I listened to an elder just three days ago, and his eyesight had gone. And all he said was ‘we’re very grateful for what you’ve been able to give us here, but there’s a lot of people you can’t see that haven’t been able to get to this’. And the first thing he said was women and people with disabilities. And it just made me think, ‘wow, this person right now is not talking about can we have more for me and my tribe’, which is what generally gets into a story, he’s been very specific about the people that are being left behind, that we don’t see.
I think people like the Arch and Madiba [Nelson Mandela] always recognized their failings. And so people didn’t have a chance to throw any stones at them. What came out was ‘okay, I’m not perfect, I’m not God, but these are the things that I believe in, these are the things that I will fight for’. So as human beings, what we look to is what they stood for. And I’m not sure today that we give so much grace to leaders. And I think that we have to think and listen to what the leader is saying and doing, rather than judge what’s in the closet.

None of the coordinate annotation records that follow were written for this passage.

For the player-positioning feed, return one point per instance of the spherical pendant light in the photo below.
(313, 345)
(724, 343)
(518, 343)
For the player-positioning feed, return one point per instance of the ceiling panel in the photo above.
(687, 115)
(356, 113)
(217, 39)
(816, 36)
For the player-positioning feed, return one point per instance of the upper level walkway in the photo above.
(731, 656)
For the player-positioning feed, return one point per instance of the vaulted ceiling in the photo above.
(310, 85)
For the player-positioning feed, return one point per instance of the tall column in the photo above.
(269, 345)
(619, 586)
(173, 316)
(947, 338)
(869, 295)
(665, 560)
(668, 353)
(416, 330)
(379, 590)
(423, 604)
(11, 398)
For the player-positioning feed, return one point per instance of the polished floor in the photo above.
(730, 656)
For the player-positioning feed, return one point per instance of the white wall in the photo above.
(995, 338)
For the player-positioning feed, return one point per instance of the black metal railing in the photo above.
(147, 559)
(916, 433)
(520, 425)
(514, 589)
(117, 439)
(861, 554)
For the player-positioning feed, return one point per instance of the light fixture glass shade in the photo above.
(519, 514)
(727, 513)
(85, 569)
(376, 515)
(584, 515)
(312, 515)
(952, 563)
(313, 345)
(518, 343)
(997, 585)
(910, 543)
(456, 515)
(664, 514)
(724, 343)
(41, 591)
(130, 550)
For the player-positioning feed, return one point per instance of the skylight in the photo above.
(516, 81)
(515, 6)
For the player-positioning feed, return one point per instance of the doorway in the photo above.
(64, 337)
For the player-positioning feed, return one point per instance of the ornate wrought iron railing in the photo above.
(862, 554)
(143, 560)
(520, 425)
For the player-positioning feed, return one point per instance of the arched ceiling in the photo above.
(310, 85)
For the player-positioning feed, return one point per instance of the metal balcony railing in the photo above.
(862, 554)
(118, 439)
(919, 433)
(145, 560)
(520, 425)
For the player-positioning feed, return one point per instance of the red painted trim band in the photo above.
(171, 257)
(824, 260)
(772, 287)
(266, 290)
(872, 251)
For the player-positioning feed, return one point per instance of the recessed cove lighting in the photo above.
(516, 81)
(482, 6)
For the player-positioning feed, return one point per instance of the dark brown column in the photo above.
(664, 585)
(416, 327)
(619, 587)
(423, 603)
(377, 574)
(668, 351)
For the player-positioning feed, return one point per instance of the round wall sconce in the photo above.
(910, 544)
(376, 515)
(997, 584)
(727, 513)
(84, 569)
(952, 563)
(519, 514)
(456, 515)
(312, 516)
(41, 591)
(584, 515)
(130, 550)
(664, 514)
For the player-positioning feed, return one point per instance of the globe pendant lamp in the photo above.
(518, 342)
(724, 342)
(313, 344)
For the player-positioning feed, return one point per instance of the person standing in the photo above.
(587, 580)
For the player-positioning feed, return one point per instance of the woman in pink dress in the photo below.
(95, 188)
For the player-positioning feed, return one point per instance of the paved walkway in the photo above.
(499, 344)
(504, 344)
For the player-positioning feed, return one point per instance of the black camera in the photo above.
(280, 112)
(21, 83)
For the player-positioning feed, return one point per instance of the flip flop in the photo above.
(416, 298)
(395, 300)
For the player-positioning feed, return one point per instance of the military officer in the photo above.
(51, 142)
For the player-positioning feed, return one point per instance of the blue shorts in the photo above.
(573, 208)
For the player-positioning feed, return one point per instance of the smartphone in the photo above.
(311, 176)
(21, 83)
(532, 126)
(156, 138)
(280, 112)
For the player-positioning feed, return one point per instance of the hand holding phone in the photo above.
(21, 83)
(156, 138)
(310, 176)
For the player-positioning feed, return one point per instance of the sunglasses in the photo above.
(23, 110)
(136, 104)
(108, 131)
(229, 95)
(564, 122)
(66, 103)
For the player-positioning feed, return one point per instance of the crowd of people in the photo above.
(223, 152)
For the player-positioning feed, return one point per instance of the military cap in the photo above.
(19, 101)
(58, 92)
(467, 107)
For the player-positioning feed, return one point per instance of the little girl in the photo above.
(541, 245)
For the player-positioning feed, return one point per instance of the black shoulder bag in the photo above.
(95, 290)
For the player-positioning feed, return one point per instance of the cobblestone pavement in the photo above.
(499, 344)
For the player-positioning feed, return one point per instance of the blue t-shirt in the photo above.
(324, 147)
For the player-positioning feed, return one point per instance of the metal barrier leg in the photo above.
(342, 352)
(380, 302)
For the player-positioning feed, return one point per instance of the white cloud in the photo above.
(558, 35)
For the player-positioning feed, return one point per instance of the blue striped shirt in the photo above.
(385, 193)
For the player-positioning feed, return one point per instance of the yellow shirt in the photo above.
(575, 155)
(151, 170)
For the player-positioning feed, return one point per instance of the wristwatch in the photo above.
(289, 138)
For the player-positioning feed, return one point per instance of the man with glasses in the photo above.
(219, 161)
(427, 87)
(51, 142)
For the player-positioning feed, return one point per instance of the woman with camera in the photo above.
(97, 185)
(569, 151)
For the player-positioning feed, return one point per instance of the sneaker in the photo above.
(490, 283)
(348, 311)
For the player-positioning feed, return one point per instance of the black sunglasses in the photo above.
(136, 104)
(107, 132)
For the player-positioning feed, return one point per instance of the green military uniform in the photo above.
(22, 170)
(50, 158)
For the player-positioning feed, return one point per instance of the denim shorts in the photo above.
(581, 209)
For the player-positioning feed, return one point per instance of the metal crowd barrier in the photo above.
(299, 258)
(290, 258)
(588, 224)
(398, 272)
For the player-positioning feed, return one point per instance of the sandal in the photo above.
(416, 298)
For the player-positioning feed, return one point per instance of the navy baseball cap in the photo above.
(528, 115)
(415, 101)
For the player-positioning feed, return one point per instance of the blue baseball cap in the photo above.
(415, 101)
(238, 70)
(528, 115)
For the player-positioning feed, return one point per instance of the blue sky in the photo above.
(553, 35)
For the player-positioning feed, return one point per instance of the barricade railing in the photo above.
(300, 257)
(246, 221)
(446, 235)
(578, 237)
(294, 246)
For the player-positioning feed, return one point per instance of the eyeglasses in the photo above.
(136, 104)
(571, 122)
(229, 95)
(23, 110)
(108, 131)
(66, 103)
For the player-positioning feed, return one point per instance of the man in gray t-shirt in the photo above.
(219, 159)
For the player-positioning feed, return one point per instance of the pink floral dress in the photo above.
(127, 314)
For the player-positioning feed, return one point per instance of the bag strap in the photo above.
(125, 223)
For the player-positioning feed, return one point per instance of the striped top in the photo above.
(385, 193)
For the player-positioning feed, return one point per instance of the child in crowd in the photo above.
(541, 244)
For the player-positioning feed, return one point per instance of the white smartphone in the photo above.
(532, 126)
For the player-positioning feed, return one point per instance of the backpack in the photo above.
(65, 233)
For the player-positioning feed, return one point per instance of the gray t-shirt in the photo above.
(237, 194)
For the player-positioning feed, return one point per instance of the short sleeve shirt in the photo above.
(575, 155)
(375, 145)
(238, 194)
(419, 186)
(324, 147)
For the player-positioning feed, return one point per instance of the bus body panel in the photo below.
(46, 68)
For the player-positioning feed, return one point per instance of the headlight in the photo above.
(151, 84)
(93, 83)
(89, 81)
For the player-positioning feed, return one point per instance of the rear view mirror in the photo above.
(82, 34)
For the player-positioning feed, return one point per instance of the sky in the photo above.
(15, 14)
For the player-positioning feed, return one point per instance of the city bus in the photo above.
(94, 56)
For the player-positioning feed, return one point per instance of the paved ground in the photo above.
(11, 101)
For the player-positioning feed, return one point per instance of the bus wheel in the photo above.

I do this because I was part of an education system that did this, although I have to say that we had a broader education. But as years have gone on, that curriculum has become loaded. It has lost its core. And I think people are struggling with who they are, and who they are is such a contradiction to people who want us to join this global family.
Even I, as an African, say to people, ‘oo, I’m the United Nations’. That’s their conversation they need to have. I can have a private one as well, as a brother or sister conversation to them. But in this piece here, give them space, because every one of them has baggage, and that baggage is colonial. And many of them are tied to it inextricably, and it’s hard.
However, gender parity is at the top of the agenda in the United Nations and everybody buys into gender parity in terms of aspiration. But the realities of how you move men out of positions in order to make room for women to get gender parity is a tough discourse and it has to start at the entry point – into parliament, into jobs, into institutions.
Wow. We have so many young women and people around the world and around Africa that I come across and I also look up to them. A New African Woman is strong and is at the top of her game in informing and shaping the future of Africa on every level: economically, politically, environmentally, because we are there in all these fields. It is also about African women’s rights and aspirations. African women are closing the gap between the realities of today and our aspirations for tomorrow.
And in the DRC, where Goma was once known as the rape capital of the world, they have made strides and put in place people who are responsible for trying to reverse the tide. Working with UN Women and our special representative on sexual violence in conflict, we have seen a huge reduction, although not enough, because we said zero tolerance. However, we need to scale this up and share the best practice.